• Jeff Moden (3/26/2012)


    dwain.c (3/26/2012)


    Outstanding article Jeff! Just what the doctor ordered for something I'm working on at this instant.

    I can't wait for the purists to berate you for using "pseudo" random numbers though. :w00t:

    I might be safe for the next 10 minutes or so. Although the "next" random value is certainly predictable, you'd have to know a fair bit about how NEWID() is generated to predict the next value 😀

    For testing purposes (both scientific and software) pseudo-random numbers are preferable to truly random numbers*, because you want to see how the system responds to the entire range of possible inputs. A truly random number source cannot be trusted to give you a representative sample.

    * This is, of course, assuming that the pseudo-random number generator produces uniformly-distributed data.

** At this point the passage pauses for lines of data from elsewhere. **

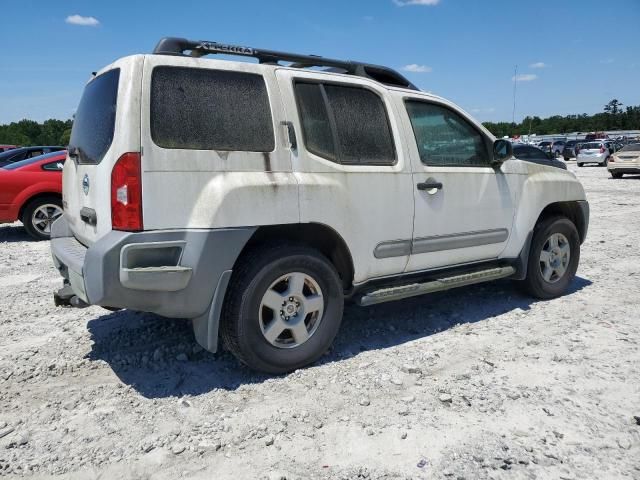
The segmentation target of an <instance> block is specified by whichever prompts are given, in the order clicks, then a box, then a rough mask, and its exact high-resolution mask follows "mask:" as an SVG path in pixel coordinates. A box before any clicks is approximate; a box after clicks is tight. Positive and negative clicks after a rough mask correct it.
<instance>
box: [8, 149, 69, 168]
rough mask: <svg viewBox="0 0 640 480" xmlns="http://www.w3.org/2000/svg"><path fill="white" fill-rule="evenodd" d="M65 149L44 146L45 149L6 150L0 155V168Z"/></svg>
mask: <svg viewBox="0 0 640 480" xmlns="http://www.w3.org/2000/svg"><path fill="white" fill-rule="evenodd" d="M64 149H65V147H60V146H55V147H53V146H45V147H42V146H41V147H20V148H14V149H11V150H8V151H6V152H3V153H0V167H4V166H5V165H9V164H10V163H14V162H20V161H22V160H26V159H28V158H33V157H39V156H40V155H44V154H45V153H51V152H59V151H60V150H64Z"/></svg>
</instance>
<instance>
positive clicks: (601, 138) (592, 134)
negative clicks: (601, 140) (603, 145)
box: [584, 132, 609, 142]
mask: <svg viewBox="0 0 640 480" xmlns="http://www.w3.org/2000/svg"><path fill="white" fill-rule="evenodd" d="M607 138H609V136H608V135H607V134H606V133H604V132H593V133H588V134H587V135H585V137H584V139H585V140H588V141H590V142H593V141H594V140H606V139H607Z"/></svg>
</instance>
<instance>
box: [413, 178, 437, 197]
mask: <svg viewBox="0 0 640 480" xmlns="http://www.w3.org/2000/svg"><path fill="white" fill-rule="evenodd" d="M416 186H417V187H418V190H427V193H431V194H434V193H436V191H437V190H441V189H442V182H437V181H435V180H434V179H433V178H428V179H427V181H426V182H420V183H418V184H417V185H416Z"/></svg>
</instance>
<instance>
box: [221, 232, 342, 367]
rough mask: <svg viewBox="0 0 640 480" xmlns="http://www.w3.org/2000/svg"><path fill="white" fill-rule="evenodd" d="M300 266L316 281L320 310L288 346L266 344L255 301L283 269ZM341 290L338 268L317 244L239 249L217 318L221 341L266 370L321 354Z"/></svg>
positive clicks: (339, 327)
mask: <svg viewBox="0 0 640 480" xmlns="http://www.w3.org/2000/svg"><path fill="white" fill-rule="evenodd" d="M292 272H301V273H303V274H305V275H308V276H310V277H312V278H313V280H314V281H315V282H316V283H317V284H318V285H319V287H320V290H321V291H322V296H323V299H324V313H323V315H322V317H321V318H320V323H319V324H318V326H317V329H316V330H315V332H314V333H312V334H311V336H310V337H309V338H308V340H306V341H305V342H304V343H301V344H300V345H297V346H294V347H290V348H279V347H278V346H274V345H273V344H271V343H270V342H269V341H267V339H266V338H265V336H264V335H263V333H262V329H261V326H260V320H259V311H260V303H261V301H262V297H263V295H264V293H265V292H266V291H267V289H269V288H270V286H271V285H272V283H273V282H275V281H276V280H278V279H279V278H280V277H282V276H283V275H286V274H288V273H292ZM343 308H344V293H343V290H342V282H341V281H340V277H339V276H338V272H337V271H336V269H335V268H334V266H333V265H332V264H331V262H329V260H328V259H327V258H326V257H325V256H324V255H322V254H321V253H320V252H318V251H317V250H314V249H312V248H308V247H306V246H302V245H297V244H281V245H267V246H263V247H259V248H255V249H253V250H251V251H250V252H248V253H247V254H245V255H243V258H241V259H240V262H239V264H238V265H237V266H236V267H234V271H233V275H232V277H231V281H230V283H229V287H228V289H227V294H226V297H225V305H224V308H223V314H222V319H221V326H220V327H221V335H222V339H223V341H224V343H225V345H226V347H227V348H228V349H229V350H230V351H231V352H232V353H233V354H234V355H235V356H236V358H238V360H240V361H241V362H242V363H244V364H245V365H247V366H249V367H251V368H253V369H255V370H260V371H263V372H267V373H271V374H281V373H286V372H290V371H293V370H296V369H298V368H301V367H304V366H306V365H309V364H311V363H313V362H315V361H316V360H317V359H318V358H320V357H321V356H322V354H324V353H325V352H326V351H327V350H328V349H329V347H330V346H331V343H332V342H333V339H334V338H335V336H336V334H337V333H338V330H339V328H340V323H341V321H342V313H343Z"/></svg>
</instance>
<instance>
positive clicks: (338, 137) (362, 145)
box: [295, 82, 396, 165]
mask: <svg viewBox="0 0 640 480" xmlns="http://www.w3.org/2000/svg"><path fill="white" fill-rule="evenodd" d="M295 95H296V101H297V103H298V110H299V114H300V119H301V123H302V130H303V136H304V141H305V146H306V148H307V150H308V151H310V152H311V153H315V154H316V155H318V156H321V157H323V158H326V159H328V160H332V161H334V162H337V163H341V164H344V165H393V164H394V163H395V161H396V154H395V145H394V142H393V134H392V132H391V127H390V125H389V118H388V116H387V110H386V108H385V106H384V103H383V101H382V99H381V98H380V97H379V96H378V95H377V94H376V93H374V92H372V91H371V90H368V89H366V88H362V87H357V86H347V85H338V84H331V83H308V82H296V84H295Z"/></svg>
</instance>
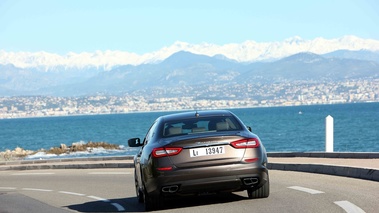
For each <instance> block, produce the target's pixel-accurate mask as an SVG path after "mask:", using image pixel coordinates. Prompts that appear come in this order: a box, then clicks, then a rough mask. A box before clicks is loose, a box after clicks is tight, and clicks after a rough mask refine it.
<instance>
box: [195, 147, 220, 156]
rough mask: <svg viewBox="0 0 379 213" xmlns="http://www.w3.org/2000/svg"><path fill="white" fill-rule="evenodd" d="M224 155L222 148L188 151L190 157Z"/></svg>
mask: <svg viewBox="0 0 379 213" xmlns="http://www.w3.org/2000/svg"><path fill="white" fill-rule="evenodd" d="M221 154H225V147H224V146H212V147H205V148H196V149H190V155H191V157H199V156H207V155H221Z"/></svg>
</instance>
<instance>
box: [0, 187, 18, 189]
mask: <svg viewBox="0 0 379 213" xmlns="http://www.w3.org/2000/svg"><path fill="white" fill-rule="evenodd" d="M1 189H4V190H15V189H17V188H16V187H0V190H1Z"/></svg>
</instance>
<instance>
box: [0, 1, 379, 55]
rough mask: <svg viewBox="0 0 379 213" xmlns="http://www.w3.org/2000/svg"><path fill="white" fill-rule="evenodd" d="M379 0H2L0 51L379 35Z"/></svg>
mask: <svg viewBox="0 0 379 213" xmlns="http://www.w3.org/2000/svg"><path fill="white" fill-rule="evenodd" d="M378 11H379V1H378V0H265V1H262V0H245V1H243V0H232V1H230V0H229V1H224V0H217V1H216V0H215V1H212V0H210V1H205V0H191V1H177V0H159V1H155V0H151V1H147V0H139V1H133V0H130V1H129V0H0V50H3V51H7V52H39V51H45V52H50V53H56V54H62V55H64V54H67V53H69V52H75V53H82V52H95V51H98V50H100V51H106V50H112V51H117V50H118V51H127V52H132V53H137V54H145V53H149V52H153V51H157V50H159V49H161V48H164V47H168V46H170V45H172V44H174V43H175V42H176V41H181V42H187V43H190V44H201V43H210V44H216V45H224V44H229V43H243V42H245V41H248V40H250V41H256V42H276V41H277V42H280V41H283V40H285V39H288V38H292V37H294V36H300V37H301V38H303V39H306V40H311V39H315V38H317V37H323V38H326V39H333V38H340V37H342V36H345V35H355V36H358V37H360V38H365V39H375V40H379V12H378Z"/></svg>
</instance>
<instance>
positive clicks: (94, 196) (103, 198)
mask: <svg viewBox="0 0 379 213" xmlns="http://www.w3.org/2000/svg"><path fill="white" fill-rule="evenodd" d="M87 197H89V198H92V199H94V200H99V201H103V202H106V203H109V202H111V201H110V200H108V199H105V198H101V197H96V196H92V195H91V196H87ZM111 205H112V206H114V207H115V208H116V209H117V211H119V212H121V211H125V208H124V207H123V206H121V205H120V204H118V203H111Z"/></svg>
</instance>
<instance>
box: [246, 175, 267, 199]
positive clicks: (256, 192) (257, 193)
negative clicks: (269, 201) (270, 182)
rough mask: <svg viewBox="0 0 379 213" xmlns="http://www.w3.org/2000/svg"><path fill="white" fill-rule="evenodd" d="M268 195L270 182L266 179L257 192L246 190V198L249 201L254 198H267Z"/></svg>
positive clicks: (250, 190) (254, 191)
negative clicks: (247, 199)
mask: <svg viewBox="0 0 379 213" xmlns="http://www.w3.org/2000/svg"><path fill="white" fill-rule="evenodd" d="M269 195H270V181H269V179H267V182H266V183H265V184H263V186H261V188H259V189H257V190H253V189H248V190H247V196H248V197H249V198H250V199H254V198H267V197H268V196H269Z"/></svg>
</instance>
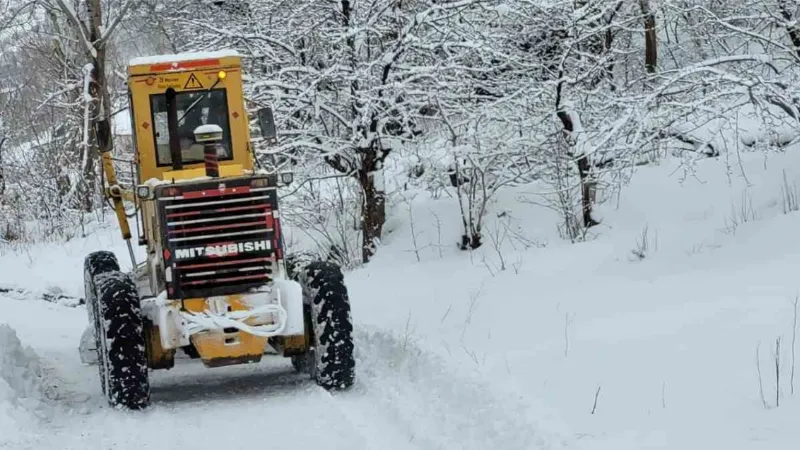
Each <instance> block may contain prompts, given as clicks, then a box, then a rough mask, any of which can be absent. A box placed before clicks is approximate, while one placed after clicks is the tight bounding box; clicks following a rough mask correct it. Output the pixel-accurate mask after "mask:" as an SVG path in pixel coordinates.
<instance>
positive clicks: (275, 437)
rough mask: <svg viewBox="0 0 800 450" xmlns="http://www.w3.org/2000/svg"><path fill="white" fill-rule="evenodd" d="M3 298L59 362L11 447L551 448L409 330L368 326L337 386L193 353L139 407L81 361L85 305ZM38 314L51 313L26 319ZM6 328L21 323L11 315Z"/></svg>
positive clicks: (6, 431) (497, 399) (154, 388)
mask: <svg viewBox="0 0 800 450" xmlns="http://www.w3.org/2000/svg"><path fill="white" fill-rule="evenodd" d="M0 308H2V310H4V311H8V312H10V317H8V319H10V320H8V322H10V323H11V325H12V326H13V327H14V328H15V329H17V330H18V334H19V335H20V338H21V340H22V341H23V342H30V343H31V344H32V345H33V347H34V348H35V350H36V351H37V352H38V353H40V355H39V356H38V357H35V355H34V356H30V355H33V353H30V352H32V351H30V350H29V353H28V355H29V356H28V360H30V361H35V362H36V363H37V364H40V365H41V370H40V372H47V373H49V374H50V376H49V380H48V383H47V387H48V389H50V390H51V393H50V395H51V396H52V397H53V400H47V403H46V406H44V408H45V410H46V411H47V412H48V414H46V415H41V416H40V417H39V418H34V415H33V414H25V415H24V416H20V415H19V414H18V415H17V419H16V420H17V422H18V423H22V424H24V425H25V428H26V429H24V430H23V429H20V428H19V427H17V426H15V425H14V424H8V423H5V421H6V419H5V416H3V415H0V418H3V420H4V423H3V428H0V448H3V447H4V446H5V447H7V448H14V449H20V450H21V449H51V448H52V449H56V448H58V449H75V450H77V449H86V450H93V449H97V450H100V449H104V450H105V449H110V448H113V449H156V448H158V449H162V448H191V449H206V448H207V449H212V448H213V449H218V448H222V447H227V448H259V447H261V448H263V447H265V446H269V447H271V448H293V449H297V450H305V449H309V450H310V449H315V450H316V449H318V448H325V449H349V450H352V449H364V450H367V449H398V450H412V449H486V448H506V449H527V448H551V447H548V446H547V445H546V442H545V441H544V440H543V436H540V435H539V434H538V430H537V429H536V428H535V427H532V425H531V422H530V421H528V420H527V419H526V416H525V415H524V414H521V413H520V411H519V410H515V409H514V408H513V407H510V406H509V405H511V404H513V402H511V403H510V402H509V401H507V400H503V399H502V397H501V396H498V395H496V394H493V393H492V392H491V390H490V388H489V386H487V385H481V384H480V383H479V382H477V381H474V380H470V379H468V378H469V377H468V376H465V375H464V374H459V373H455V372H454V371H452V370H449V369H448V368H447V367H446V366H445V365H444V364H443V363H441V362H439V361H437V360H436V359H435V357H434V356H432V355H429V354H426V353H425V352H423V351H422V350H420V349H419V348H418V347H417V346H415V345H414V344H413V342H411V341H409V339H408V337H405V336H394V335H392V334H390V333H386V332H381V331H377V330H369V331H364V330H363V329H362V330H360V331H358V332H357V336H356V339H357V344H358V353H357V357H358V374H357V376H358V381H357V384H356V386H354V387H353V389H351V390H350V391H347V392H340V393H328V392H327V391H325V390H324V389H322V388H319V387H317V386H316V385H315V384H314V383H313V382H312V381H311V380H308V379H307V377H306V376H304V375H300V374H296V373H295V372H294V370H293V369H292V368H291V365H290V364H289V362H288V360H284V359H282V358H269V359H266V358H265V360H263V361H262V362H261V363H260V364H254V365H248V366H238V367H236V366H234V367H227V368H217V369H206V368H204V367H203V366H202V364H201V363H199V362H198V361H193V360H189V359H188V358H181V359H180V360H179V361H178V362H177V364H176V366H175V368H174V369H172V370H170V371H156V372H152V384H153V386H152V391H153V392H152V395H153V405H152V407H151V408H150V409H148V410H147V411H144V412H128V411H115V410H112V409H110V408H109V407H108V406H107V405H106V404H105V402H104V400H103V397H102V395H101V393H100V389H99V386H98V385H97V374H96V368H95V367H94V366H84V365H82V364H81V363H80V360H79V358H78V354H77V350H76V348H75V345H76V343H77V342H78V338H79V337H80V336H79V335H80V331H81V330H82V327H83V323H84V322H85V320H86V319H85V311H83V309H82V307H79V308H73V307H67V306H62V305H57V304H51V303H46V302H44V301H41V300H36V299H24V298H9V297H3V296H0ZM31 316H35V317H38V318H39V320H41V322H40V323H38V324H33V323H31V321H30V320H26V317H31ZM4 319H6V317H4ZM42 324H46V326H42ZM2 331H3V336H5V335H11V334H13V333H14V331H13V330H12V328H11V327H9V326H7V325H5V326H4V328H3V330H2ZM20 348H21V347H20ZM7 359H8V358H7ZM16 359H20V357H19V355H17V357H16ZM4 364H5V365H6V366H8V364H7V361H6V362H4ZM37 367H38V366H37ZM28 378H30V377H28ZM20 379H22V378H21V377H20ZM12 387H13V386H12ZM40 389H43V388H42V387H41V386H40ZM29 391H30V389H29V388H26V390H25V391H24V392H21V394H24V395H26V396H30V392H29ZM0 392H3V391H0ZM0 398H2V397H0ZM3 408H7V407H6V404H5V403H4V404H3ZM0 411H3V412H6V413H7V411H5V410H0Z"/></svg>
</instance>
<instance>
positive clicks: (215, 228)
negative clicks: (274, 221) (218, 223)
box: [169, 222, 261, 237]
mask: <svg viewBox="0 0 800 450" xmlns="http://www.w3.org/2000/svg"><path fill="white" fill-rule="evenodd" d="M253 225H261V222H247V223H232V224H229V225H210V226H206V227H196V228H184V229H182V230H169V234H171V235H175V234H180V233H192V232H195V231H218V230H227V229H230V228H242V227H249V226H253ZM209 237H213V236H209Z"/></svg>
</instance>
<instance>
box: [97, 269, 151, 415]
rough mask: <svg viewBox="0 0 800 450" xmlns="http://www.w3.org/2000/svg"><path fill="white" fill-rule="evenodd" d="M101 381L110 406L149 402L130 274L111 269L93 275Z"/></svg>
mask: <svg viewBox="0 0 800 450" xmlns="http://www.w3.org/2000/svg"><path fill="white" fill-rule="evenodd" d="M94 284H95V298H96V303H95V307H96V316H97V319H98V320H97V325H98V330H97V331H98V335H99V337H100V339H99V341H100V345H98V347H97V353H98V360H99V364H98V366H100V371H101V373H102V376H101V382H102V383H103V384H104V389H103V391H104V393H105V396H106V399H107V400H108V403H109V404H110V405H111V406H112V407H124V408H127V409H143V408H146V407H147V406H148V405H149V403H150V381H149V377H148V372H147V371H148V368H147V353H146V350H145V341H144V320H143V317H142V310H141V305H140V301H139V295H138V292H137V290H136V284H135V283H134V282H133V280H132V279H131V278H130V276H128V275H126V274H124V273H122V272H118V271H114V272H105V273H101V274H99V275H97V276H96V277H95V278H94Z"/></svg>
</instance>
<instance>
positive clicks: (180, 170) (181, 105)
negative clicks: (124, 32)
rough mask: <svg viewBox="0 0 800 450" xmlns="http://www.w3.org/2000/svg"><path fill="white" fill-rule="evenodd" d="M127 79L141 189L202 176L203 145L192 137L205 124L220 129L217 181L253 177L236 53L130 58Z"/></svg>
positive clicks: (218, 147) (240, 62)
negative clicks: (247, 175)
mask: <svg viewBox="0 0 800 450" xmlns="http://www.w3.org/2000/svg"><path fill="white" fill-rule="evenodd" d="M128 75H129V82H128V88H129V97H130V98H129V101H130V105H131V112H132V113H131V122H132V123H131V125H132V128H133V130H134V140H135V147H136V158H137V162H138V171H139V173H138V183H139V184H140V185H142V184H146V183H148V181H151V180H155V181H158V182H162V181H172V182H175V181H180V180H186V179H193V178H198V177H202V176H204V175H205V172H204V168H203V164H204V148H205V146H204V144H202V143H199V142H197V140H196V138H195V131H196V130H197V129H198V128H199V127H201V126H204V125H217V126H219V127H220V128H221V129H222V137H221V140H220V141H219V142H218V143H216V157H217V161H218V163H219V169H220V176H221V177H231V176H247V175H250V174H252V173H253V169H254V167H253V166H254V157H253V154H252V149H251V145H250V124H249V120H248V114H247V110H246V109H245V103H244V96H243V92H242V66H241V57H240V56H239V55H238V53H236V52H235V51H218V52H208V53H182V54H177V55H162V56H156V57H144V58H134V59H133V60H131V62H130V64H129V67H128ZM260 115H261V114H259V116H260ZM270 117H271V114H270ZM273 129H274V125H273Z"/></svg>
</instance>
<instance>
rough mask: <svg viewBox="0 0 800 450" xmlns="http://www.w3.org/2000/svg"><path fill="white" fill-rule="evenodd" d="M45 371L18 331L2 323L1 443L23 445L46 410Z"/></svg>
mask: <svg viewBox="0 0 800 450" xmlns="http://www.w3.org/2000/svg"><path fill="white" fill-rule="evenodd" d="M44 378H45V371H44V370H43V367H42V364H41V361H40V359H39V356H38V355H37V354H36V353H35V352H34V351H33V349H31V348H29V347H25V346H23V345H22V342H21V341H20V340H19V337H17V333H16V331H14V329H13V328H11V327H10V326H8V325H5V324H0V447H1V446H3V445H4V444H15V445H19V444H20V443H21V442H22V440H23V438H24V437H25V435H26V434H28V433H30V432H31V431H32V430H33V426H34V425H35V422H36V419H37V417H41V416H42V413H43V406H44V399H45V389H44V386H45V384H44V383H43V380H44Z"/></svg>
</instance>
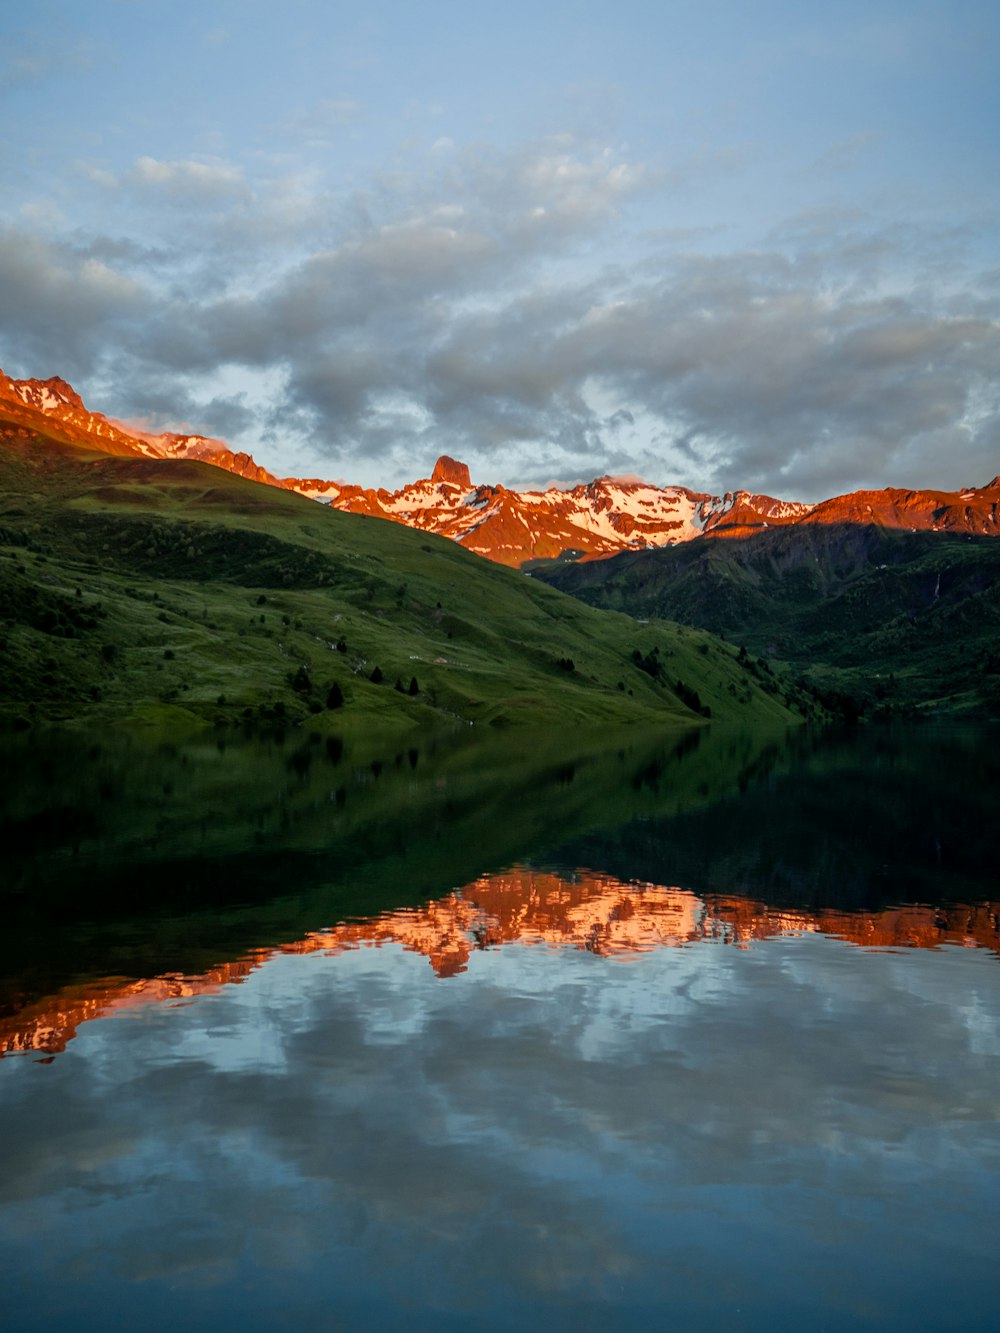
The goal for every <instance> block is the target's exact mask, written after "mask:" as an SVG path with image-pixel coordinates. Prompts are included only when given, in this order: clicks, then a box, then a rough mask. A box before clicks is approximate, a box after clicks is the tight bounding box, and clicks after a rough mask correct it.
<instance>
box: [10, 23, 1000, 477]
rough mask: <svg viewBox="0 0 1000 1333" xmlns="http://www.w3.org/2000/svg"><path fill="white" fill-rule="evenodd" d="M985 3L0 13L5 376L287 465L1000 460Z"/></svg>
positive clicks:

More on that in a bit.

    Edit: more on that: --

    So the question becomes: does abs(checksum(newid())) produce a relatively uniform distribution of values?

    To test that, I created a dataset with the following code: (NOTE -- this generated 57 million rows on my test machine -- use with caution!)

    select abs(checksum(newid())) as RandValue

    into RandIDTesting

    from sys.all_columns ac1

    cross join sys.all_columns ac2

    I then wrote the following code to see how the data is distributed:

    declare @RangeMin int = 0

    declare @RangeMax int = 2147483647

    declare @RangeInc int = 65536

    declare @RangeCount int = @RangeMax/@RangeInc

    select @RangeMin, @RangeMax, @RangeInc, @RangeCount;

    with Ranges as (

    select top (@RangeCount+1)

    @RangeMin + @RangeInc * (row_number() over (order by (select null))-1) as RangeStart,

    @RangeMin + @RangeInc * (row_number() over (order by (select null)))-1 as RangeEnd

    from sys.all_columns ac1

    cross join sys.all_columns ac2

    )

    select RangeStart, RangeEnd, (select count(*) from RandIDTesting where RandValue between RangeStart and RangeEnd) as RangeSize

    from Ranges

    group by RangeStart, RangeEnd

    order by RangeStart

    This produced a list of ranges and how many of our pseudo-random numbers fell into that range. In my testing, all of the ranges had between roughly 1500 to roughly 1700 numbers in it.

    So in this case, this method did produce a relatively uniform sample set. This is not conclusive, but you can methods similar to the above to test for yourself.